Beijing Thursday denounced the proposed visit of the Dalai Lama to Taiwan while accusing the island's opposition Democratic Progressive Party's (DPP) "evil motive" to damage cross-Straits relations.
"No matter under what form or identity Dalai uses to enter Taiwan, we resolutely oppose this," the Taiwan Affairs Office of the State Council said in a statement.
Taiwan leader Ma Ying-jeou Thursday approved the visit by the Dalai Lama next week to "comfort victims of the deadly typhoon" earlier this month, after seven DPP mayors and county heads in south Taiwan extended the invitation on Tuesday.

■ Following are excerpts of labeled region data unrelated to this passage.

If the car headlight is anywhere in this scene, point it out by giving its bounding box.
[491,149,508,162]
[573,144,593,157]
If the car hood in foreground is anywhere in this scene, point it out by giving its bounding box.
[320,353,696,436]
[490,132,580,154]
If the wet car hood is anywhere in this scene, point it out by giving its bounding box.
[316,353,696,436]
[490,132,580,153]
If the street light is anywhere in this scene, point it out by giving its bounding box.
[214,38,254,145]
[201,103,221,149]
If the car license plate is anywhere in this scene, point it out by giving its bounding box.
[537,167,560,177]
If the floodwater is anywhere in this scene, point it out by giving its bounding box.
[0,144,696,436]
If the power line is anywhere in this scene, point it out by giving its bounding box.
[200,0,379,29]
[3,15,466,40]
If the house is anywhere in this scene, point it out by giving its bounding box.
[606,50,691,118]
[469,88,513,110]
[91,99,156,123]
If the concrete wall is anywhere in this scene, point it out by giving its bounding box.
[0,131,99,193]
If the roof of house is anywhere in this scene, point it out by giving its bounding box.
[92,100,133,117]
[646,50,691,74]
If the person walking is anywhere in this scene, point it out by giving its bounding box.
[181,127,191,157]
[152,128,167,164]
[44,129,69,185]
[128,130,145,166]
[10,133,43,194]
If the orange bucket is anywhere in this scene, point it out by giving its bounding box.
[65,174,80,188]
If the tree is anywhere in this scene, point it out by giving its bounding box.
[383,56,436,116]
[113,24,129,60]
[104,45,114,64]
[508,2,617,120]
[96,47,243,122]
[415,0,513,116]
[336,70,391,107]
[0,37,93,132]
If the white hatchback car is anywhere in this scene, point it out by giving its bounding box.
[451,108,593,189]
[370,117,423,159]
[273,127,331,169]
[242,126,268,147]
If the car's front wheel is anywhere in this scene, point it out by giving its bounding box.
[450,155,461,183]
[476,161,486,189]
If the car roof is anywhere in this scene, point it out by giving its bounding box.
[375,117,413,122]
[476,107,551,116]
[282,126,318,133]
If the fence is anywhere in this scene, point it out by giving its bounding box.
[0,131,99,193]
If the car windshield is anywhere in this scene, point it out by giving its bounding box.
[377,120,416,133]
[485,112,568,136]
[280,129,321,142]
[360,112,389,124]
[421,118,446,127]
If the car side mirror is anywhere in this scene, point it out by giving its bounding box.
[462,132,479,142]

"We've ... decided to let the Dalai Lama visit because he is coming here to pray for the victims, as well as the survivors," Ma told reporters while visiting typhoon survivors.

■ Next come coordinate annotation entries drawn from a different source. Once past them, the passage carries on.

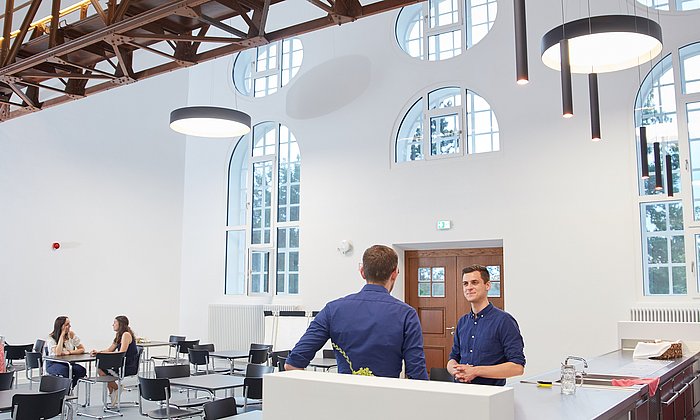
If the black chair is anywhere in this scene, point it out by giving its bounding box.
[270,350,289,367]
[78,352,126,419]
[150,335,185,367]
[204,397,238,420]
[5,344,34,388]
[24,351,44,389]
[430,368,454,382]
[12,389,65,420]
[139,378,202,419]
[0,371,15,391]
[39,375,78,419]
[155,365,211,407]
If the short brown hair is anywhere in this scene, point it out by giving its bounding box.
[362,245,399,284]
[462,264,491,283]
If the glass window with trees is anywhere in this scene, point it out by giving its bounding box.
[233,38,304,98]
[396,0,497,61]
[225,122,301,295]
[394,87,500,163]
[635,40,700,296]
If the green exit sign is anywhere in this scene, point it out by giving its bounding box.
[438,220,452,230]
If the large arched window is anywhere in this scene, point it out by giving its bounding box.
[638,0,700,11]
[635,43,700,297]
[225,122,301,295]
[233,38,304,98]
[396,0,497,61]
[394,87,500,163]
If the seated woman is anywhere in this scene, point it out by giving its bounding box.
[46,316,87,387]
[90,315,139,405]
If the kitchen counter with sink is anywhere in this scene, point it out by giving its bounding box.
[507,350,700,420]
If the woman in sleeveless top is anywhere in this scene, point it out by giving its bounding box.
[90,315,139,405]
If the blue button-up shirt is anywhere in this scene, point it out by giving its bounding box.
[450,303,525,385]
[287,284,428,380]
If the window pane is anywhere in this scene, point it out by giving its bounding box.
[225,230,246,295]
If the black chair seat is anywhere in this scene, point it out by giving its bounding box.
[143,407,202,419]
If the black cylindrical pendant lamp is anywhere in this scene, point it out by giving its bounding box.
[654,141,664,191]
[588,73,600,141]
[666,155,673,197]
[559,38,574,118]
[513,0,530,85]
[639,125,649,179]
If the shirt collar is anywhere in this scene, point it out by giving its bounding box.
[362,283,389,293]
[469,302,494,318]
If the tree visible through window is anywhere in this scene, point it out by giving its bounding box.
[225,122,301,295]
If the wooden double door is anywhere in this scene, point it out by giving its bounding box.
[404,248,505,371]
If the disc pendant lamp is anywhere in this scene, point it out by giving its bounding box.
[170,106,251,138]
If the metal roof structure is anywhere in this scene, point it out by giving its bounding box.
[0,0,420,121]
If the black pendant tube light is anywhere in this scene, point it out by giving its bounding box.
[654,141,664,191]
[559,38,574,118]
[588,73,601,141]
[639,125,649,179]
[513,0,530,85]
[666,155,673,197]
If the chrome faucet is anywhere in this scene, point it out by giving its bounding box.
[564,356,588,375]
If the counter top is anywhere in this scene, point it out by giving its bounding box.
[507,350,698,420]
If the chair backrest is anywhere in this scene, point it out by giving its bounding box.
[24,351,41,369]
[139,376,172,401]
[245,364,275,378]
[156,365,190,379]
[177,340,199,354]
[192,344,216,353]
[187,349,209,366]
[5,344,34,364]
[12,389,65,420]
[95,351,126,375]
[168,335,185,344]
[39,375,71,396]
[277,356,287,372]
[32,338,46,353]
[204,397,238,420]
[243,378,262,400]
[0,370,15,391]
[248,348,270,365]
[430,368,454,382]
[270,350,289,366]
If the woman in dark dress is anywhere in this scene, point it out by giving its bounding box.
[90,315,139,405]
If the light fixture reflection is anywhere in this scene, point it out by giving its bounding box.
[170,106,251,138]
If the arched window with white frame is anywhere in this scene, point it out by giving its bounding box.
[225,122,301,295]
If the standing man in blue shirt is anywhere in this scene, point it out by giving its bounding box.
[447,265,525,385]
[285,245,428,379]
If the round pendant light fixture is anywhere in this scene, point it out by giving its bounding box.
[542,15,663,74]
[170,106,251,138]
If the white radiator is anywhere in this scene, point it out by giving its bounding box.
[630,308,700,322]
[209,304,299,350]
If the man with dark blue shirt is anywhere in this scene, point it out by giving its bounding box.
[447,265,525,385]
[285,245,428,379]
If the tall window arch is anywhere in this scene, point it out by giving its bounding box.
[635,41,700,296]
[233,38,304,98]
[396,0,497,61]
[225,122,301,295]
[394,87,500,163]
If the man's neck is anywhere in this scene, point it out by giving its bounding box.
[472,299,489,315]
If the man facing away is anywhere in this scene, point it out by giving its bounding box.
[285,245,428,379]
[447,265,525,385]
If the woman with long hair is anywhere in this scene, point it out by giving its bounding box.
[46,316,87,387]
[90,315,139,406]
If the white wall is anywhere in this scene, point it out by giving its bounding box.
[0,71,187,348]
[181,0,700,373]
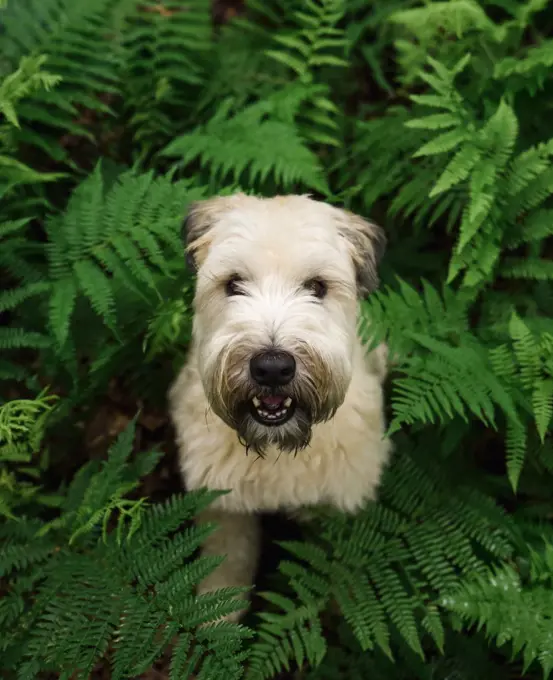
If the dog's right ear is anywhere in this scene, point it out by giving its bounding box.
[181,196,237,272]
[181,201,210,272]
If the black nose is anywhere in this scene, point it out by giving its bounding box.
[250,352,296,387]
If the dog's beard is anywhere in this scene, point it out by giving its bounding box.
[203,345,349,456]
[208,374,343,456]
[235,403,313,456]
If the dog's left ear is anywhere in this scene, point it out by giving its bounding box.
[338,210,386,297]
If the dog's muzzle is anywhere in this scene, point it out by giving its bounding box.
[250,395,296,426]
[250,350,296,426]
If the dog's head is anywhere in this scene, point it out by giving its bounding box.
[184,194,385,453]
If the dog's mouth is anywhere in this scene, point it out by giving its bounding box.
[251,395,296,425]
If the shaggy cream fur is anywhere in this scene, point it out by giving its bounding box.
[169,194,391,618]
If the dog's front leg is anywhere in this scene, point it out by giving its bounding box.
[196,508,261,621]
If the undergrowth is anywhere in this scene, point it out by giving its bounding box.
[0,0,553,680]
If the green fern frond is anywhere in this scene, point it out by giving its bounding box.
[441,545,553,677]
[123,0,214,154]
[47,165,198,349]
[251,434,513,678]
[0,0,121,165]
[266,0,348,81]
[0,55,61,128]
[162,93,328,193]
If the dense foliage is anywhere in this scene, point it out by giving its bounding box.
[0,0,553,680]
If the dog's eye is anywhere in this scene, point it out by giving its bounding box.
[225,274,244,297]
[304,279,328,300]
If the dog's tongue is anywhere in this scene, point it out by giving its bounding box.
[261,397,284,409]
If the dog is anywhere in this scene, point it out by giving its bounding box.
[169,193,391,620]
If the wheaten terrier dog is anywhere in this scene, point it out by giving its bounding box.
[170,194,390,618]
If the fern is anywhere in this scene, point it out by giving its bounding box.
[124,0,212,158]
[0,391,56,519]
[0,423,252,678]
[442,543,553,677]
[0,0,121,166]
[245,432,514,678]
[162,94,328,193]
[0,0,553,680]
[47,166,201,348]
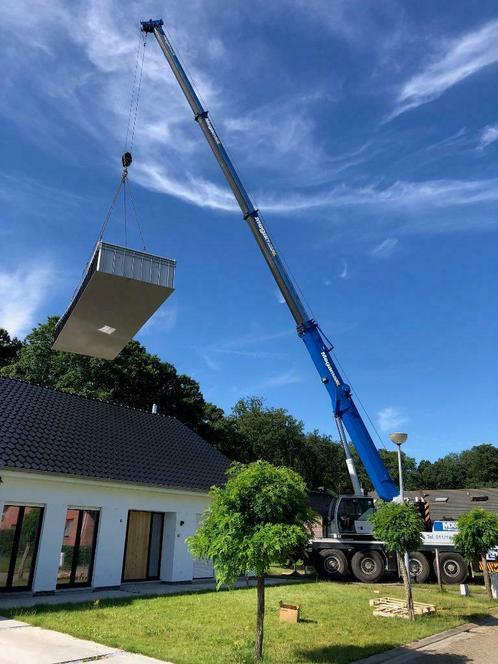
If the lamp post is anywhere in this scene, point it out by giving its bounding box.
[389,431,410,580]
[389,431,408,502]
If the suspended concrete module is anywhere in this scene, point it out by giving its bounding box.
[52,241,176,360]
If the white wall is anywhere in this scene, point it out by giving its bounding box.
[0,471,209,592]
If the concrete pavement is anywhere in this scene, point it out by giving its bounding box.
[0,618,165,664]
[0,576,308,608]
[354,614,498,664]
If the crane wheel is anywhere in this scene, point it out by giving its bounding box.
[351,551,386,583]
[408,551,431,583]
[318,549,349,579]
[434,551,469,584]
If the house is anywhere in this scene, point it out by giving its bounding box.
[0,377,229,593]
[405,489,498,521]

The DPP politicians said the invitation was sent since "Dalai Lama experienced similar natural disasters in India and he can use his religious power to boost the victims".
About 650 people are feared dead after Morakot, the island's worst typhoon in 50 years, which soaked Taiwan from Aug 7-9.
But the Taiwan Affairs Office said: "The Dalai Lama is not a pure religious figure and he has all along been engaged in separatist activities under the pretext of religion."
It accused some DPP members of plotting the visit of the Dalai Lama to "sabotage the hard-won positive situation in cross-Straits ties" and not for the sake of disaster relief.